A brief semblance of calm was then shattered on Thursday when news outlets like the Agence France Presse headlined: “Second tycoon arrested amid bank run in Vietnam.”
Ly Xuan Hai, the ACB’s chief executive, joined Kien in the slammer for alleged financial irregularities and that led to yet more bank runs and a disastrous $4-billion slide in the stock market.
The picture was darkening ominously, as was evident from a front-page New York Times article headlined: “In Vietnam, Growing Fears of an Economic Meltdown.”
Those fears were reinforced when the official Vietnam News Agency reported mid-week that prices had begun to creep up again.
Not long ago, in order to curb rampaging inflation which had hit 30 per cent, the government radically curtailed credit and restrained growth.
It worked and the rate of inflation came down to single digits this year; but the cost was severe.
Youth unemployment soared, infrastructure projects were postponed or scrapped, serious power shortages ensued, wildcat strikes spread and the property market slid into its current comatose state.
As the New York Times article reported: “Vietnam’s major cities are now scattered with hundreds of abandoned construction sites.”
As well, after multiple currency devaluations and rising prices, people pruned their spending; the sale of produce and general goods in stores, for example, has recently plummeted by 20 to 30 per cent.
Making matters worse, foreign investment for the first half of this year was only one-quarter the amount during the same period three years ago.
As a result, with GDP growth now down to barely 4 per cent and falling, Vietnam has the region’s worst-performing economy and faces the harrowing prospect of an inflationary depression.
As the Associated Press reported, there are now “doubts about the financial stability of a country once seen as an emerging Asian tiger economy”.
Last week’s jailings follow the conviction of Pham Thanh Binh, formerly head of state-owned shipbuilder Vinashin, whose financial misdeeds saddled the company with debts of $4.5 billion.
Concurrently, Duong Chi Dung, the ex-boss of state-owned shipping giant Vinalines, recently fled into hiding after racking up debts of $2 billion.
Both Binh and Dung were political acolytes of senior party men, none of whom have been punished, of course, just as none of the mentors of Kien or Hai have been targetted – as yet.
But political storm clouds are growing, as discontent over the nation’s economic mismanagement mounts, even within the ruling Vietnam Communist Party itself.
PM Dung, whose daughter Nguyen Thanh Phuong partnered Kien in banking endeavours, is now openly being challenged by his long-term rival, President Truong Tan Sang.
Sang is supported by party boss Nguyen Phu Trong and Deputy PM Nguyen Sinh Hung, which means the PM’s days could be numbered.

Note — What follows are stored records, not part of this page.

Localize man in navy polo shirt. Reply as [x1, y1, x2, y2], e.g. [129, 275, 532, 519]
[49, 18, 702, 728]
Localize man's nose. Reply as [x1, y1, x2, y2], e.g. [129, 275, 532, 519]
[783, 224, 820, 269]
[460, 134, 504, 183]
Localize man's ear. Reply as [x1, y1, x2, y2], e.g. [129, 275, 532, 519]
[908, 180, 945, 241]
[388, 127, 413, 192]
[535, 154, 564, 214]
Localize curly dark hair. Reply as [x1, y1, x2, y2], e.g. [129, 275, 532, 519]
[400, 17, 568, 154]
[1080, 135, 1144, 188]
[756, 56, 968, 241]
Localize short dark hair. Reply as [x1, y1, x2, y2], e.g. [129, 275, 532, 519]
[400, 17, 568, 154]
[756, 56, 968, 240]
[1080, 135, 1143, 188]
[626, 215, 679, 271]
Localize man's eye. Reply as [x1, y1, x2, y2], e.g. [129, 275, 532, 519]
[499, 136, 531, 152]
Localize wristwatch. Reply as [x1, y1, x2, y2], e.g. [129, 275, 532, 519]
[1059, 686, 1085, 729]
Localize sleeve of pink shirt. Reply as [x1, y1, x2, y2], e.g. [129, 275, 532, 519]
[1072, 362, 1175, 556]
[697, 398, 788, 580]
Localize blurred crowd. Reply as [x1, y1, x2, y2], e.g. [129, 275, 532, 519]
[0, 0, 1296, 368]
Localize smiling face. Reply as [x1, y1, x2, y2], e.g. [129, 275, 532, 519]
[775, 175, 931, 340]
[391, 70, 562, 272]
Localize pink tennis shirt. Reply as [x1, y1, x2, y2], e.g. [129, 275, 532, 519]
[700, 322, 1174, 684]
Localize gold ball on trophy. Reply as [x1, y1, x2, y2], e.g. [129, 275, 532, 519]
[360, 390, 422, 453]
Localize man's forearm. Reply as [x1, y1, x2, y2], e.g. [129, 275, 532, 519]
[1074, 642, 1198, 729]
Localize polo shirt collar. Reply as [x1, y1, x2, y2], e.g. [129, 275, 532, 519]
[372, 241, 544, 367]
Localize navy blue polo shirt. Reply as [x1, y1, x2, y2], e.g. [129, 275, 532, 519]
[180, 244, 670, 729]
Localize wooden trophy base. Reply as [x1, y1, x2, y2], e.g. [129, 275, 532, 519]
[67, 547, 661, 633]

In a devastating article last week, Sang slammed both the inefficient state-owned enterprises and the corruption, irresponsibility and moral degradation of Dung’s government. He could well have aimed his criticism at the party as a whole.
To paraphrase Winston Churchill, the economic debacle may not herald the end of the VCP, but it is perhaps the end of the start of the party’s demise.